Domestic team information
- 1991–1999: Antonians Sports Club
- 1991–1994: Central Province
- FC debut: 21 March 1991 Central Province v Western Province Suburbs
- Last FC: 19 February 1999 Antonians Sports Club v Colts Cricket Club
- LA debut: 13 January 1993 Antonians Sports Club v Colts Cricket Club
- Last LA: 20 December 1998 Antonians Sports Club v Singha Sports Club

Career statistics
| Competition | First-class | List A |
| Matches | 55 | 5 |
| Runs scored | 2354 | 162 |
| Batting average | 27.37 | 32.40 |
| 100s/50s | 4/9 | 0/0 |
| Top score | 236* | 39 |
| Balls bowled | 3619 | – |
| Wickets | 60 | 4 |
| Bowling average | 32.68 | 9.50 |
| 5 wickets in innings | 1 | 0 |
| 10 wickets in match | 0 | 0 |
| Best bowling | 5/78 | 2/11 |
| Catches/stumpings | 23/– | 0/– |
- Source: CricketArchive, 6 January 2008

= Thusara Kodikara =

Sri Lankan cricketer (born 1969)

Thusara Prabath Kodikara (born 17 November 1969) is a former Sri Lankan international cricketer who represented the Malaysian national team between 2004 and 2009. He was born in Sri Lanka, and played for Vidyartha College Kandy and first-class cricket there in the 1990s before emigrating to Malaysia. Kodikara played as an all-rounder, batting right-handed and bowling right-arm medium pace.

==Playing career==
===Sri Lanka===
Born in Kandy in 1969, Kodikara made his first-class debut for Central Province against Western Province Suburbs in March 1991. He played for a Central and North Western Combined XI against Pakistan A that August, and made his debut for Antonians Sports Club in a Saravanamuttu Trophy match against Kalutara Physical Culture Centre in October. In all, he played ten first-class matches that first year.
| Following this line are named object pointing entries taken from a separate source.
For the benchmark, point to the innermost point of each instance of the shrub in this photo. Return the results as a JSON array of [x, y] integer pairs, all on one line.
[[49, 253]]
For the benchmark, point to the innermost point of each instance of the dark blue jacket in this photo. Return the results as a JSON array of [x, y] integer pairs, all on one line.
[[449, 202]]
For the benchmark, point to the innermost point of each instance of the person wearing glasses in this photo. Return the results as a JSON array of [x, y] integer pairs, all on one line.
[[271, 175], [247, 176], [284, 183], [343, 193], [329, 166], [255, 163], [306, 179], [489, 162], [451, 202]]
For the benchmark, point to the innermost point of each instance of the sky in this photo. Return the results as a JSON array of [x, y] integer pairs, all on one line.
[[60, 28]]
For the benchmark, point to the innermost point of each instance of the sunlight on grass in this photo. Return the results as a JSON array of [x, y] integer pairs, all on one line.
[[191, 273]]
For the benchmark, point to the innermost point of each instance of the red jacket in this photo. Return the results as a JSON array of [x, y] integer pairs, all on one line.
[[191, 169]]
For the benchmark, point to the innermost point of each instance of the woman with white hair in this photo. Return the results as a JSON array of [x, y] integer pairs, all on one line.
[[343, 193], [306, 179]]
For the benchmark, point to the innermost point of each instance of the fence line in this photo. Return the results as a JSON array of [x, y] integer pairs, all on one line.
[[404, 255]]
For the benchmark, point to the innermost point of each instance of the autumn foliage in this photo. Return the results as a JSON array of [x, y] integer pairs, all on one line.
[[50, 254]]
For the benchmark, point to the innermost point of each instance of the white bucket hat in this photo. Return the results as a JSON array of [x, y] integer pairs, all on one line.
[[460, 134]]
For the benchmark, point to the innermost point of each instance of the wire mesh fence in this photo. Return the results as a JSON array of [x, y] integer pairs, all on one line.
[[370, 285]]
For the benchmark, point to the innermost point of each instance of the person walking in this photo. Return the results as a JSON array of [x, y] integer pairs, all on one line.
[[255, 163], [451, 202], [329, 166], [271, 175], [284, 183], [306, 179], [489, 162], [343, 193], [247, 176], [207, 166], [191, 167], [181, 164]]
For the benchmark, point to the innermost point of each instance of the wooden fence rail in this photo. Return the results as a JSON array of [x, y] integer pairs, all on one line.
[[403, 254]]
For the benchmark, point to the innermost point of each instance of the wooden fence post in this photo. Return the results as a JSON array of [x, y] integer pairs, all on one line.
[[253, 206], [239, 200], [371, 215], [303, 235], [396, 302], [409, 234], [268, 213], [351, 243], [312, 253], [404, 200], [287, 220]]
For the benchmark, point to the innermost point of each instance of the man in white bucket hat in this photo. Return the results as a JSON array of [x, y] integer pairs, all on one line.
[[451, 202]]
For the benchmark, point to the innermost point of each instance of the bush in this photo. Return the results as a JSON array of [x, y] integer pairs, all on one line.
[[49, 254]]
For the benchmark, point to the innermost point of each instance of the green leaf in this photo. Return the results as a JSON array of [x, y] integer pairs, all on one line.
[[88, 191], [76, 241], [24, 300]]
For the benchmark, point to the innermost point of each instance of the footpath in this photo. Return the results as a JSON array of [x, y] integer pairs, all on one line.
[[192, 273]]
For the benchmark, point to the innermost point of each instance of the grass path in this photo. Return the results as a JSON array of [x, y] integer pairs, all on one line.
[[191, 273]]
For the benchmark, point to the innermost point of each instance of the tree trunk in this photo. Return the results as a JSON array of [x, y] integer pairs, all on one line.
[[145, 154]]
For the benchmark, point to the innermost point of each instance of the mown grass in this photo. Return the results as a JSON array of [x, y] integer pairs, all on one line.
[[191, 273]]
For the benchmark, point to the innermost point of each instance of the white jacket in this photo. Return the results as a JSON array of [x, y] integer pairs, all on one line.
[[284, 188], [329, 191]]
He played five first-class matches in 1992, including a match for a Sri Lanka Board President's XI. He made his List A debut in January 1993, playing for Antonians Sports Club against Colts Cricket Club, a month in which he scored 236 not out against Rio Sports Club, his highest first-class score.

He played his last match for Central Province in March 1994, and continued to be a regular member of the Antonians Sports Club side in first-class cricket over the next few years, rarely playing one-day cricket. He played his last first-class match in Sri Lanka in February 1999.

===Malaysia===
After finishing his first-class career in Sri Lanka, Kodikara moved to Malaysia. He first played for the Malaysian national side in February 2004, playing in the Stan Nagaiah Trophy series against Singapore. He played in the series again in 2005 and 2006, also playing in Dublin for the Dublin University Cricket Club in 2006.

He played for Malaysia in the 2006 ACC Trophy, also playing ACC Premier League matches against Hong Kong and Nepal that year. He also represented Malaysia at the 2007 and 2009 ACC Twenty20 Cups, and the 2009 ICC World Cricket League Division Six tournament.

==Coaching career==
After retiring from playing, Kodikara remained involved in cricket as a coach. He has worked at the Bukit Jalil Sports School, and coached the Malaysia under-19s and the national women's team.